[Aclgraph] Update compilation config in check_and_update_config (#2540)

### What this PR does / why we need it? This pr updates compilation config in `check_and_update_config`, we use `compilation_config.level` to update `compilation_config.cudagraph_mode` to ensure the config is correct. Add `compilation_config.cudagraph_num_of_warmups = 1` when V1 is enabled, cause this is also used in torchair graph mode. and this fixes https://github.com/vllm-project/vllm-ascend/issues/2523 fix the bug that the `aclgraphmode` always be `NONE` while running forward in aclgraph mode ### How was this patch tested? CI passed with new added/existing test. - vLLM version: v0.10.1.1 - vLLM main: f58675bfb3 --------- Signed-off-by: MengqingCao <cmq0113@163.com>
2025-08-27 09:30:25 +08:00
parent f22077daa6
commit a9e78a3299
3 changed files with 118 additions and 34 deletions
--- a/vllm_ascend/worker/model_runner_v1.py
+++ b/vllm_ascend/worker/model_runner_v1.py
@@ -1660,6 +1660,10 @@ class NPUModelRunner(LoRAModelRunnerMixin):
        moe_comm_method = (self.moe_comm_method
                           if num_input_tokens <= self.mc2_tokens_capacity else
                           self.fallback_moe_comm_method)

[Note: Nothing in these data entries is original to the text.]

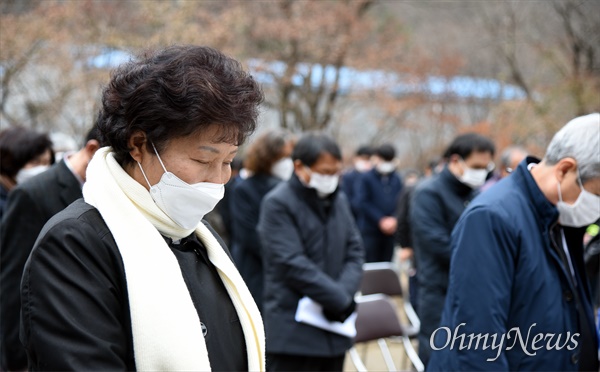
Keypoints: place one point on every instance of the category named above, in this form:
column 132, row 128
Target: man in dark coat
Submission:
column 30, row 205
column 517, row 272
column 377, row 198
column 436, row 205
column 350, row 179
column 310, row 248
column 268, row 160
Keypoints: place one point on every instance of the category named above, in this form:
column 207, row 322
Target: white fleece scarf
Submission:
column 166, row 330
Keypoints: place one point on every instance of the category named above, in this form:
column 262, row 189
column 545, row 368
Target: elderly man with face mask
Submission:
column 436, row 205
column 311, row 249
column 517, row 271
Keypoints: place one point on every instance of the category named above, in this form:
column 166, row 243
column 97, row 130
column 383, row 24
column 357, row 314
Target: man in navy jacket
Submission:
column 436, row 206
column 376, row 200
column 518, row 298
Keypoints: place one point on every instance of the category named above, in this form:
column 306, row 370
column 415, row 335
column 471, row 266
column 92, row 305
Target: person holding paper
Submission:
column 312, row 256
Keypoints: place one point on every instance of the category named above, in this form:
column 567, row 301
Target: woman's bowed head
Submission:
column 127, row 270
column 174, row 119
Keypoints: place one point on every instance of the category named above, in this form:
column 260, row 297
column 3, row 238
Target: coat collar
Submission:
column 546, row 212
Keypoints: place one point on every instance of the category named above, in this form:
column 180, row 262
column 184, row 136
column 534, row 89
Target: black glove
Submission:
column 333, row 316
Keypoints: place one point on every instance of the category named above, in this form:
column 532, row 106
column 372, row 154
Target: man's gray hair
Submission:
column 578, row 139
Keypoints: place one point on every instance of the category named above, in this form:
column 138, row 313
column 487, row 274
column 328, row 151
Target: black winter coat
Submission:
column 30, row 205
column 75, row 309
column 246, row 197
column 310, row 247
column 435, row 208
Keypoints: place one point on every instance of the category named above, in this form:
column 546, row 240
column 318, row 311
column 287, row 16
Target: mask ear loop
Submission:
column 159, row 159
column 161, row 163
column 559, row 191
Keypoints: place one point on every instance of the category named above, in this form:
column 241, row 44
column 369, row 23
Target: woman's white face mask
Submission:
column 324, row 184
column 585, row 210
column 472, row 177
column 283, row 168
column 185, row 204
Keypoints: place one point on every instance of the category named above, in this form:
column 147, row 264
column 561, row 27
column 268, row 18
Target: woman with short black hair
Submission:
column 130, row 277
column 268, row 160
column 24, row 153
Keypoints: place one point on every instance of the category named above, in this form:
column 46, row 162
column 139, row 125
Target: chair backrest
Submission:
column 380, row 277
column 376, row 318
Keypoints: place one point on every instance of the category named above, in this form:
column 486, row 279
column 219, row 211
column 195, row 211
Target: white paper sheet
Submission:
column 310, row 312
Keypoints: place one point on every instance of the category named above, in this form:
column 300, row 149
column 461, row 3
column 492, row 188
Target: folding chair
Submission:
column 382, row 277
column 377, row 320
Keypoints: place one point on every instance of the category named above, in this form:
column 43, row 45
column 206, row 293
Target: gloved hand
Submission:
column 340, row 316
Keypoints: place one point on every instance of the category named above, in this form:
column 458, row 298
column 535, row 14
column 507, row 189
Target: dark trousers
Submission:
column 285, row 362
column 378, row 247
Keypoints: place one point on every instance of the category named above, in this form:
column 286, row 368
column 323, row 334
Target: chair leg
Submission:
column 360, row 366
column 412, row 354
column 387, row 356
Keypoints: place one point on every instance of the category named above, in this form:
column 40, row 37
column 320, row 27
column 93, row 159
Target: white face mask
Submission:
column 585, row 211
column 185, row 204
column 363, row 165
column 324, row 184
column 27, row 173
column 283, row 168
column 473, row 178
column 386, row 167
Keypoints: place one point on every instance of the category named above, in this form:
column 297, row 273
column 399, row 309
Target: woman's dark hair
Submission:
column 19, row 146
column 387, row 152
column 464, row 145
column 175, row 92
column 265, row 151
column 312, row 145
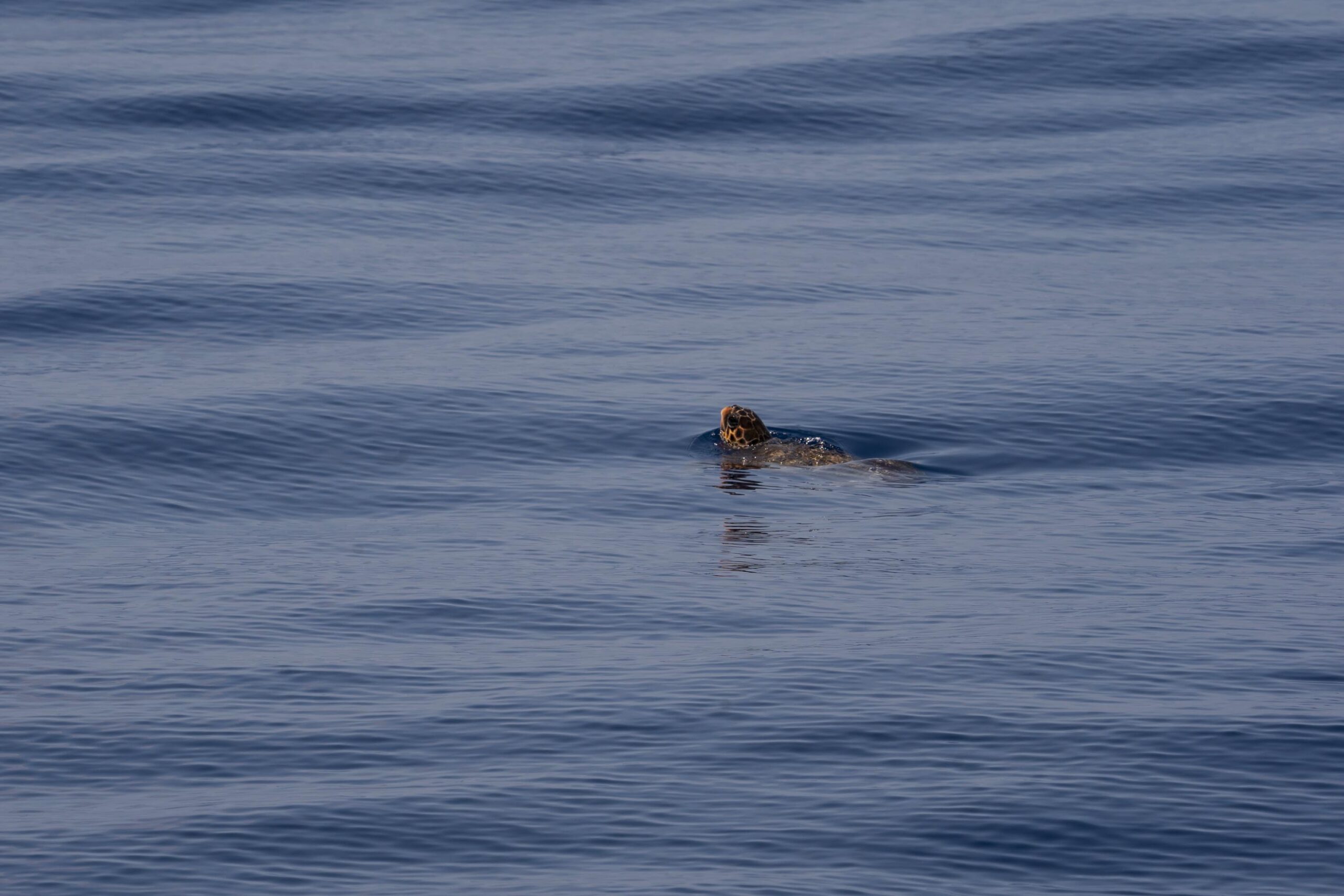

+        batch_descriptor = BatchDescriptor(num_tokens=num_input_tokens,
+                                           uniform_decode=False)
+        aclgraph_runtime_mode, batch_descriptor = \
+            self.aclgraph_dispatcher.dispatch(batch_descriptor)

        # Run forward pass
        with ProfileExecuteDuration().capture_async("forward"):
@@ -1671,6 +1675,8 @@ class NPUModelRunner(LoRAModelRunnerMixin):
                    with_prefill=self.with_prefill,
                    reserved_mc2_mask=self.reserved_mc2_mask,
                    moe_comm_method=moe_comm_method,
+                    aclgraph_runtime_mode=aclgraph_runtime_mode,
+                    batch_descriptor=batch_descriptor,
                    num_actual_tokens=scheduler_output.
                    total_num_scheduled_tokens):
                self.maybe_setup_kv_connector(scheduler_output)